Dear Anyone,
I slept at seven P.M. last night.
Things were relatively calm, and I felt hope, and a glimpse of safety. Almost normalcy.
"Illusions. All my life was adorned by illusions", my father would say in his final days.
And then suddenly hell broke loose again.
Very weak vocabulary, I must admit, but it is appropriate for our new reality.
The raids started and I am now in the kitchen, as I grew tired of hiding in the closet.
It is becoming claustrophobic.
I could have lamented my fate.
However, that would have only aggravated my claustrophobia.
I could also describe to you the sudden appearance of thousands of cars, and the suffocating traffic all day and most of the night.
What words would I use to describe the nauseating smells emanating from the once elegant, historical streets?
The displaced have nowhere to practice their human rituals.
I will leave it here.
For the time being.
Talking about it would only aggravate my claustrophobia.
I could paint you a picture of the volunteers from different cities, working tirelessly to provide some sort of respect for those who are now facing a frightening new story.
But I could also write to you about those who are using their platforms to build fame and gain recognition through helping those in need. Accompanied by their cameras and a condescending tone.
However, that would only shorten my already short breath.
I keep repeating myself don't I?
Please forgive me, for words have become my only home. As for the same words, the same ideas, the similar phrases, why they almost bring back my father and mother who decided to leave this year. Together. Barely three months apart.

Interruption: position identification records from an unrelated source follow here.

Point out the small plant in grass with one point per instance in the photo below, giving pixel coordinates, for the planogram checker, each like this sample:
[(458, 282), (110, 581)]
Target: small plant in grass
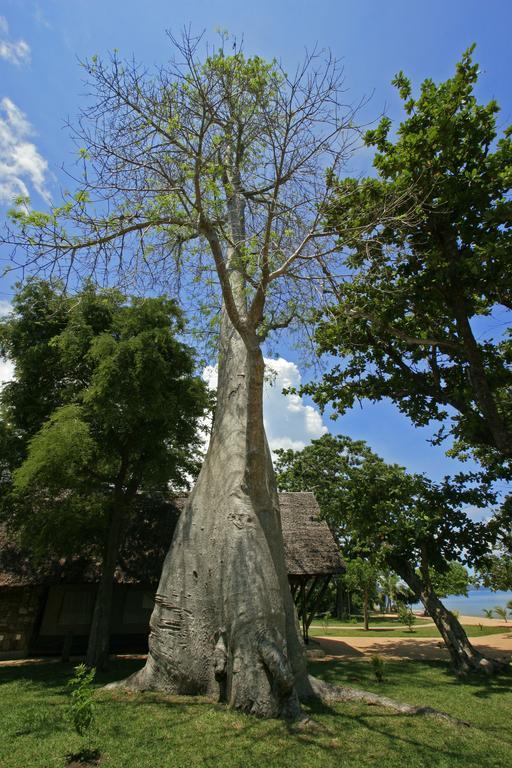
[(378, 666), (81, 713), (325, 620), (406, 616)]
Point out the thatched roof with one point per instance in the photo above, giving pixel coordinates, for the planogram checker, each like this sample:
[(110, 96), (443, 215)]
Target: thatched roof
[(309, 547)]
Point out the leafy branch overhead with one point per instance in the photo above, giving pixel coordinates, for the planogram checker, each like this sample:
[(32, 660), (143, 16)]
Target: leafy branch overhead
[(172, 162), (430, 265)]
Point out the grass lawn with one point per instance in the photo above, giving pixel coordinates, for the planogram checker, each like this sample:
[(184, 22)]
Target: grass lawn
[(154, 731), (346, 630)]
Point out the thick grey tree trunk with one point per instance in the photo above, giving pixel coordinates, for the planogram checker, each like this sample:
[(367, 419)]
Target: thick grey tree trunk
[(224, 622)]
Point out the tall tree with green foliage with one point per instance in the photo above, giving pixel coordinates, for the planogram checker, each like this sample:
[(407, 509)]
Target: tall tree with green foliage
[(121, 415), (429, 240), (414, 526)]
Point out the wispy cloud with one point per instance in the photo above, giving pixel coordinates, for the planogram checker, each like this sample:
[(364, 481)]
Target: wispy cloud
[(289, 421), (40, 18), (20, 160), (14, 51)]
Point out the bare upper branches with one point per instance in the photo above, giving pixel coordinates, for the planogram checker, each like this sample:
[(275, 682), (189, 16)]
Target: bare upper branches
[(223, 157)]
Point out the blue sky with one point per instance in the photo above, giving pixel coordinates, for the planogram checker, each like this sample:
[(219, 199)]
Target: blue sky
[(41, 87)]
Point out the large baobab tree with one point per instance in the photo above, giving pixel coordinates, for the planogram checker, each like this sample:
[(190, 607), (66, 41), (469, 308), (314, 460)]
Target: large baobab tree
[(212, 171)]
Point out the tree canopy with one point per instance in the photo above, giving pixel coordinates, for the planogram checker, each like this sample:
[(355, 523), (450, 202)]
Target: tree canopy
[(104, 393), (429, 241)]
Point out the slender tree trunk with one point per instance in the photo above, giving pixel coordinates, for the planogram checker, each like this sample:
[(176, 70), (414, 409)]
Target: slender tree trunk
[(340, 599), (365, 610), (224, 623), (465, 658), (99, 632)]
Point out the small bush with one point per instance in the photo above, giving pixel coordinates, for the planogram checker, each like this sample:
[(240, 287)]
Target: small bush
[(378, 665), (81, 710), (406, 616)]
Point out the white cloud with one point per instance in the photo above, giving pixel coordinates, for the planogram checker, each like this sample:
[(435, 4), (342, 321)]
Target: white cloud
[(14, 51), (20, 160), (289, 422), (40, 18)]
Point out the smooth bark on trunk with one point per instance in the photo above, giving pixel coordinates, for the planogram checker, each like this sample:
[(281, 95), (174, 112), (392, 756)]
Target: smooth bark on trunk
[(99, 632), (465, 658), (365, 610), (224, 623)]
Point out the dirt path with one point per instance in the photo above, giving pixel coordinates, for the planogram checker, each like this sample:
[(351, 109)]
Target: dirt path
[(423, 648)]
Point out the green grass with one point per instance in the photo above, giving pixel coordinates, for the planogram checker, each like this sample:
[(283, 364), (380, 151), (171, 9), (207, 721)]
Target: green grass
[(155, 731), (345, 630)]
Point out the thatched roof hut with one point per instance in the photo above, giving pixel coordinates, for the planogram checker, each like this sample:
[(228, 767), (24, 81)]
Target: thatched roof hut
[(311, 556)]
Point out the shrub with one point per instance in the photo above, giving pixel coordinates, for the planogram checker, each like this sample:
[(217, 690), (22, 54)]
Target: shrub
[(378, 665), (81, 710)]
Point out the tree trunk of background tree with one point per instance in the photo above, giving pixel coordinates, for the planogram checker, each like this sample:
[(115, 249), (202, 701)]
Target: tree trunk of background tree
[(99, 632), (365, 610), (224, 623), (465, 658), (341, 602)]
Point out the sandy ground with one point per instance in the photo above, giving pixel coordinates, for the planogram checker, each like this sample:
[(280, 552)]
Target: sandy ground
[(427, 648)]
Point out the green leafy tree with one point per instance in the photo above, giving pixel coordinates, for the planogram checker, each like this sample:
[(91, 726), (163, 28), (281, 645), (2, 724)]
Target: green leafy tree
[(361, 577), (414, 526), (127, 421), (429, 239), (209, 174), (455, 580)]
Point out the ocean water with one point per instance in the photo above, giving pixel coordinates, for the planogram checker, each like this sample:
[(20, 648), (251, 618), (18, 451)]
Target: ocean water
[(476, 601)]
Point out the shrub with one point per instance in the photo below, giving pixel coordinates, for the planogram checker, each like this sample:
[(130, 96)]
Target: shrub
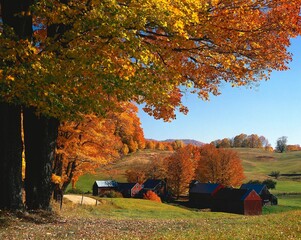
[(111, 194), (275, 174), (150, 195), (75, 191), (271, 184)]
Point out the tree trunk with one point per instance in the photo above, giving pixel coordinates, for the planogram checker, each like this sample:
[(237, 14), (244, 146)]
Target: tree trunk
[(40, 135), (10, 157)]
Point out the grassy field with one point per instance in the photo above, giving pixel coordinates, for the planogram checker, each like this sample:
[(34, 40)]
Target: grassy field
[(143, 219), (257, 163)]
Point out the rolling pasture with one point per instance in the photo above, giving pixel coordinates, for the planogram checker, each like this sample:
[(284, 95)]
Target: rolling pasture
[(121, 218)]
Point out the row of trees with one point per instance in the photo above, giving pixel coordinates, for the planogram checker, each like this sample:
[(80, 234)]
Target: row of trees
[(83, 147), (167, 146), (62, 59), (244, 141), (205, 164)]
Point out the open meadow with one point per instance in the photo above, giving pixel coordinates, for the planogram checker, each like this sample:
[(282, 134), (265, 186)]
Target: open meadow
[(121, 218)]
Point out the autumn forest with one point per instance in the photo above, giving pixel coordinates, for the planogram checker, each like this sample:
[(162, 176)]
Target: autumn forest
[(73, 71)]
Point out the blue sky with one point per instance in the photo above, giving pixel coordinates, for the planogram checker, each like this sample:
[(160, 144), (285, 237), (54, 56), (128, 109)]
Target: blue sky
[(273, 110)]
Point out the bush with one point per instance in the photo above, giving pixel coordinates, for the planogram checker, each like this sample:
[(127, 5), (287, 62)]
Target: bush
[(150, 195), (275, 174), (271, 184), (75, 191), (111, 194)]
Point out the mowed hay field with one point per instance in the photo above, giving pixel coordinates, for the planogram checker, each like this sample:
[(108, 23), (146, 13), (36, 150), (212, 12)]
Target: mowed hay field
[(120, 218)]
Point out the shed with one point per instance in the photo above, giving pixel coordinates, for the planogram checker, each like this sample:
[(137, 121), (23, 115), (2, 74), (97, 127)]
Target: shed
[(99, 187), (129, 189), (263, 192), (158, 186), (200, 194), (239, 201)]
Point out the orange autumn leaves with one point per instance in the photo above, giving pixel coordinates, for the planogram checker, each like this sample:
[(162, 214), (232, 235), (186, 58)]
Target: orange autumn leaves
[(87, 54), (85, 146)]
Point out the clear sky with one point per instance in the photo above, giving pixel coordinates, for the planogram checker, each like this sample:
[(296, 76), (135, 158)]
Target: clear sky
[(273, 110)]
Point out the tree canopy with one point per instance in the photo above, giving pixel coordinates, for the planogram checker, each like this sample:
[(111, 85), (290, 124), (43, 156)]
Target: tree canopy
[(85, 55)]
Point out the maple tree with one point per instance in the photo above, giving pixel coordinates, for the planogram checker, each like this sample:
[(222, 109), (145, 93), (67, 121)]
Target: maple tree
[(82, 147), (82, 57), (217, 165), (94, 142)]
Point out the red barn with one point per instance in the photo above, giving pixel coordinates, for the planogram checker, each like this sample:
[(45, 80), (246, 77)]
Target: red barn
[(129, 189), (240, 201)]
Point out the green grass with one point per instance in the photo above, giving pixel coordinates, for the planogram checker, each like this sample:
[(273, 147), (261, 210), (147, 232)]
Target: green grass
[(257, 163), (163, 221)]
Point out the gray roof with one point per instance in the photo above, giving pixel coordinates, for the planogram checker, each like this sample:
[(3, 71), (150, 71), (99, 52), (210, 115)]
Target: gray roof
[(259, 188), (106, 183), (206, 188)]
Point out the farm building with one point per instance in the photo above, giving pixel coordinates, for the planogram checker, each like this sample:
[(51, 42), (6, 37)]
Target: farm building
[(240, 201), (156, 185), (129, 189), (200, 194), (99, 187), (263, 192)]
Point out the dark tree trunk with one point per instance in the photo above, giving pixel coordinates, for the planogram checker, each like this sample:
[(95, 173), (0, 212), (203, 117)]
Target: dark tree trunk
[(16, 14), (40, 135), (10, 157)]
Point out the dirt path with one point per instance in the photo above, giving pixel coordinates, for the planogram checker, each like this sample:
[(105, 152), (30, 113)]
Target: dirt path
[(80, 199)]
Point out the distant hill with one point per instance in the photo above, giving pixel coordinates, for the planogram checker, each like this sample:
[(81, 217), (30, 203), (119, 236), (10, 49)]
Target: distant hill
[(186, 141)]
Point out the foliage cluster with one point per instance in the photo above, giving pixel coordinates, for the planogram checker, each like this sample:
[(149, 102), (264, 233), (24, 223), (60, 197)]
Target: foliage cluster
[(85, 146), (243, 141), (206, 164), (270, 183), (150, 195)]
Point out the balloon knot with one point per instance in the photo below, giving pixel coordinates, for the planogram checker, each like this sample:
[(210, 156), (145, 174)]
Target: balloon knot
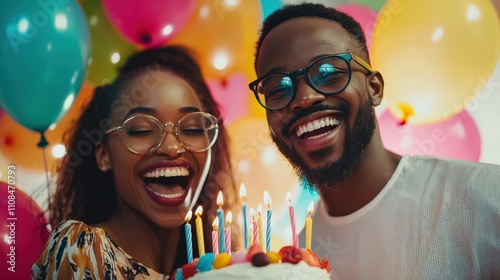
[(43, 141)]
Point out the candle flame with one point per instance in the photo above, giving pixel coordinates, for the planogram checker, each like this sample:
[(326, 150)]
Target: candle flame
[(229, 217), (199, 211), (188, 216), (252, 213), (310, 209), (243, 192), (267, 199), (289, 197), (215, 224), (220, 199)]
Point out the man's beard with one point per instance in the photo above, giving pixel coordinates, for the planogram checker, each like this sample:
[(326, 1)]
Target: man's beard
[(324, 178)]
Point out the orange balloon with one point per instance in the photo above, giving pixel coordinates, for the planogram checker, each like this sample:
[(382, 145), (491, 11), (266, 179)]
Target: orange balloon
[(435, 55), (223, 33), (259, 164), (18, 145)]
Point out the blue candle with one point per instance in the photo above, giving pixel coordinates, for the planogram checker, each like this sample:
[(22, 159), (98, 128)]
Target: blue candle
[(243, 196), (189, 239), (220, 214)]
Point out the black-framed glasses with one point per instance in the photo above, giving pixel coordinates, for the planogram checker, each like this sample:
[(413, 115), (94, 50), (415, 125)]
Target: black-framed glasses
[(142, 134), (329, 74)]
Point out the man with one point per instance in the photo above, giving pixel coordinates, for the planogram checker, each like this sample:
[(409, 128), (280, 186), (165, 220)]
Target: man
[(381, 215)]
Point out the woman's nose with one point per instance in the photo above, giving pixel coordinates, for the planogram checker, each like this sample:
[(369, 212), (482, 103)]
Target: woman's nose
[(171, 146)]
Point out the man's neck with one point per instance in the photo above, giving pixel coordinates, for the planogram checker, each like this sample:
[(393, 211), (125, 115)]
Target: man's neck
[(374, 169)]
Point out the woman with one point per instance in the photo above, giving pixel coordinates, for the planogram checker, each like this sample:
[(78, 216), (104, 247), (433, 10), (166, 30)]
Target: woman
[(148, 148)]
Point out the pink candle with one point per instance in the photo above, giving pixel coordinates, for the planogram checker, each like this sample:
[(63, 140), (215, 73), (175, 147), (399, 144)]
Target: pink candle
[(295, 239), (215, 237), (255, 227), (227, 232)]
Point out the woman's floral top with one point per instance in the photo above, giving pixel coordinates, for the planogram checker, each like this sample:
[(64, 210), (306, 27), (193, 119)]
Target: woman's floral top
[(76, 250)]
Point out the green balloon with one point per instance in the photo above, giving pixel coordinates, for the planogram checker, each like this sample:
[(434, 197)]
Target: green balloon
[(109, 49)]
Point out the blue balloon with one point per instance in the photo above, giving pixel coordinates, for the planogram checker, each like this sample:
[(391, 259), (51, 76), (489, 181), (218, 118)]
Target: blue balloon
[(44, 52), (269, 6)]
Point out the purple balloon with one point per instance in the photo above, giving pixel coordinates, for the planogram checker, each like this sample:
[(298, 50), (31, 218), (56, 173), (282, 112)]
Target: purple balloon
[(457, 137)]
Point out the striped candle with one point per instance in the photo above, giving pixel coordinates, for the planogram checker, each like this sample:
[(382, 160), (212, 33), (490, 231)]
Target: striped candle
[(243, 196), (227, 232), (215, 237), (220, 215), (259, 224), (268, 202), (295, 239), (255, 228), (189, 239), (199, 231)]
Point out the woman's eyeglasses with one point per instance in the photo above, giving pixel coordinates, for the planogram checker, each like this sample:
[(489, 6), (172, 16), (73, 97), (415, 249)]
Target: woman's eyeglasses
[(142, 134)]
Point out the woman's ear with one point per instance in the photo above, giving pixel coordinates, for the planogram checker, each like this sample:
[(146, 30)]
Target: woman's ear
[(102, 157), (375, 84)]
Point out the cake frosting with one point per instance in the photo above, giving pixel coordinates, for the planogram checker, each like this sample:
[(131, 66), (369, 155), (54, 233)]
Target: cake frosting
[(288, 263), (274, 271)]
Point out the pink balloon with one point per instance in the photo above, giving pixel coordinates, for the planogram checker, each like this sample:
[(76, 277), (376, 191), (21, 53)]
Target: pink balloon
[(457, 137), (23, 231), (366, 17), (149, 23), (232, 96)]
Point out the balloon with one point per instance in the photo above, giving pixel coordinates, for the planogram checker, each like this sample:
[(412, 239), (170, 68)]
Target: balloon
[(259, 164), (223, 34), (269, 6), (434, 55), (109, 49), (44, 54), (365, 16), (19, 144), (23, 230), (231, 95), (373, 4), (149, 23), (457, 137)]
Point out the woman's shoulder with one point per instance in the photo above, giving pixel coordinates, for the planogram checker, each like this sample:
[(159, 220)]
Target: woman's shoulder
[(75, 248)]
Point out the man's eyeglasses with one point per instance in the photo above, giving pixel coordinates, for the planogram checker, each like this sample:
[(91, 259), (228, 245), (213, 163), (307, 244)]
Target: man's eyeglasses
[(142, 134), (329, 74)]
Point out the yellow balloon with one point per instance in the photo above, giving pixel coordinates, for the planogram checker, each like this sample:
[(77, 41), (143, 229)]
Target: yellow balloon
[(434, 55), (223, 33)]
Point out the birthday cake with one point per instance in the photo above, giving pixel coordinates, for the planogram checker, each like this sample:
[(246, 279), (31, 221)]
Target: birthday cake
[(288, 263)]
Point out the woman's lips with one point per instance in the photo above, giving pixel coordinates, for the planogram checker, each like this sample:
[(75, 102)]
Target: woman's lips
[(167, 183)]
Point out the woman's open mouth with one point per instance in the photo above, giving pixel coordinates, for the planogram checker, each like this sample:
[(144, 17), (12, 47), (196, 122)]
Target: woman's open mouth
[(168, 185)]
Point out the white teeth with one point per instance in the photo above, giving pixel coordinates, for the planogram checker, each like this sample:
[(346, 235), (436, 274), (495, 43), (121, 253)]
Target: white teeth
[(316, 124), (172, 195), (167, 172)]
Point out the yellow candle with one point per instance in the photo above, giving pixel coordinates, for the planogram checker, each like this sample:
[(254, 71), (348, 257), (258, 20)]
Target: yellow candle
[(199, 231), (309, 226)]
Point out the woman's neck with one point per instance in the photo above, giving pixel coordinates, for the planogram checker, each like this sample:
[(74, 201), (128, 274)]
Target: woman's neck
[(149, 244)]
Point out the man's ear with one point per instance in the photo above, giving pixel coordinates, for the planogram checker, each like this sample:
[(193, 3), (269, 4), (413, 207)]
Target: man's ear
[(375, 86), (102, 157)]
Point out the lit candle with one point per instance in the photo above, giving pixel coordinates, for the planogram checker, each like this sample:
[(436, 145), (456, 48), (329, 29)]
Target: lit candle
[(227, 231), (215, 236), (309, 225), (268, 202), (243, 197), (220, 215), (255, 228), (189, 241), (199, 231), (295, 240), (259, 224)]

My nephews took me two nights ago to walk in the mountains, midst extravagant villas built in an exclusive neighborhood.
Tens of people walk there every night in order to escape this abstract war we do not know yet why we are forced to live.
Suddenly, for over an hour, I caught a glimpse of who I used to be.
We discussed the possibility of starting a new life in Greece.
We decided to open a small supermarket by the sea.
"Illusions. All my life was adorned by illusions", my father would say in his final days.
I keep repeating myself, don't I?
The same ideas.
Almost the same phrases.
Some images are all the safety I have left.
When the raids are excessive and the buzzing of the drone works on erasing whatever memories we hang on to, my family and some friends gather in my brother's bookshop.
We all sit on the pavement and laugh.
Probably at our fate.
We call ourselves:
"Les Miserables - Beirut Version".
We might all buy a huge land in one of Lebanon's highest, untouched mountain, and build Airbnb.
"Illusions. All my life was adorned by illusions", my father would say in his final days.
I could talk to you about the disturbing riots appearing here and there.
Slowly shaping a frightening new story.
Perhaps the structure of a new story.
About hungry families who have yet to benefit from the NGO's services.
About the thieves who are caught and are being hanged by their hands midst the streets, so that everyone can curse them and witness their descent into oblivion.
However, that would only shed light on the hopelessness of our current situation.
I could write to you a poem about the entire family made of 20 people who was eradicated in one raid.
The photo of their last lunch together is circulating all over our country.
However, that would cost me more nightmares, and I already am facing trouble erasing their faces from my memory.
The raids have stopped now.
And the drone is resting before continuing its mission:
To kill us all slowly, deliberately, in the upcoming hours.
With its rhythmical beats.
It is Two - fifty A.M.
I shall make some tea.
I am sitting on the balcony of my luxurious room in the elegant hotel where I hide every summer to write stories about a heroine who could be real.
I am spying on lovers who still believe in the magic of beginnings.
They are exchanging naive words of love.
I am complaining to the moon.
Lamenting my fate.
Oh! wait, dear anyone, that is from another story.
I believe I keep writing to you the same stories.
This repetition soothes my heartbreak.
It is the lullaby written exclusively for a little girl who forgot to grow up, and spent her days and nights in the corner.
Writing stories.
And pretending that she did not not want more. She was too afraid to ask for more. And she hid further and further more, as the years went by, in that small corner.
And pretended that everything was okay. It was simply her fate, nothing more.
"Illusions. All my life was adorned by illusions", my father would say in his final days.
Until tomorrow,
And If it is not too much to ask, Come back for more. Even if I do bore you with constant repetitions of old forgotten ideas, And little girls who hid in the corner and forgot to grow up.